Secretin, a hormone produced by the duodenal “S cells” in response to the stomach chyme containing high acidity.
Secretin is released into the blood stream.
Secretin decreases gastric emptying, increases secretion of the pancreatic ductal cells, and stimulates pancreatic acinar cells to release their zymogenic juice.
Secretin is an endocrine hormone,
Bile helps absorption of the fat by emulsifying it, increasing its absorptive surface.
Gastric inhibitory peptide (GIP) is produced by the mucosal duodenal cells.
Gastric inhibitory peptide (GIP) is a response to chyme containing high amounts of carbohydrate, proteins, and fatty acids.
Gastric inhibitory peptide’s main function is to decrease gastric emptying.
Somatostatin is produced by the mucosal cells of the duodenum and also the delta cells of the pancreas.
Somatostatin hormone inhibits pancreatic activity.
The duodenum produces: Secretin, Cholecystokinin, Gastric inhibitory peptide, Erepsin, Maltese, Lactase and Sucrase.
Throughout the lining of the small intestine there are numerous
Brush border enzymes throughout the lining of the small intestine function is to further break down the chyme released from the stomach into absorbable particles.
These enzymes include:
Erepsin: converts peptones and polypeptides into amino acids.
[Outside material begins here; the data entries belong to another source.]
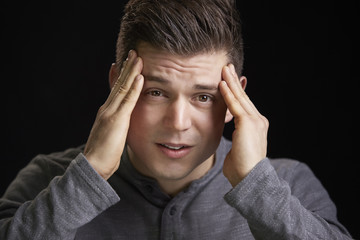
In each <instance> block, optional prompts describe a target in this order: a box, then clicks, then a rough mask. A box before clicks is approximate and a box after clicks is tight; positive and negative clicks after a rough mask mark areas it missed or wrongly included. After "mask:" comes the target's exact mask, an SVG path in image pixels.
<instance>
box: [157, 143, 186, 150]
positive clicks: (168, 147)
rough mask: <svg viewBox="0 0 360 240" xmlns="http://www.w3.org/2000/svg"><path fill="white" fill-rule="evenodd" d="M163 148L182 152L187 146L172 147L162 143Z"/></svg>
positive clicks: (160, 143)
mask: <svg viewBox="0 0 360 240" xmlns="http://www.w3.org/2000/svg"><path fill="white" fill-rule="evenodd" d="M160 145H161V146H163V147H166V148H169V149H171V150H180V149H182V148H185V147H186V146H171V145H167V144H162V143H160Z"/></svg>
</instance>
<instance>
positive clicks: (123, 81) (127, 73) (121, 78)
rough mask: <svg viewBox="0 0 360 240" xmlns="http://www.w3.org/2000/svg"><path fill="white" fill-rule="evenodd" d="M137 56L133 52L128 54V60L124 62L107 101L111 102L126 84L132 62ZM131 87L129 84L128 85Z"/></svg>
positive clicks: (134, 52) (132, 64)
mask: <svg viewBox="0 0 360 240" xmlns="http://www.w3.org/2000/svg"><path fill="white" fill-rule="evenodd" d="M136 57H137V54H136V52H135V51H134V50H130V51H129V54H128V58H127V59H126V60H125V61H124V63H123V66H122V69H121V71H120V74H119V77H118V79H117V80H116V82H115V84H114V86H113V88H112V89H111V92H110V95H109V99H110V100H111V99H112V98H113V97H114V96H115V95H116V94H117V93H118V91H119V89H120V88H124V84H126V79H127V76H128V74H129V72H130V71H131V68H132V66H133V65H134V62H135V61H136ZM130 86H131V84H130Z"/></svg>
Maltase: converts maltose into glucose.
Lactase: converts lactose into glucose and galactose.
A majority of Middle-Eastern and Asian populations lack lactase.
Lactase decreases with age.
Lactose intolerance is often a common abdominal complaint in the Middle-Eastern, Asian, and older populations, manifesting with bloating, abdominal pain, and osmotic diarrhea.
Sucrase: converts sucrose into glucose and fructose.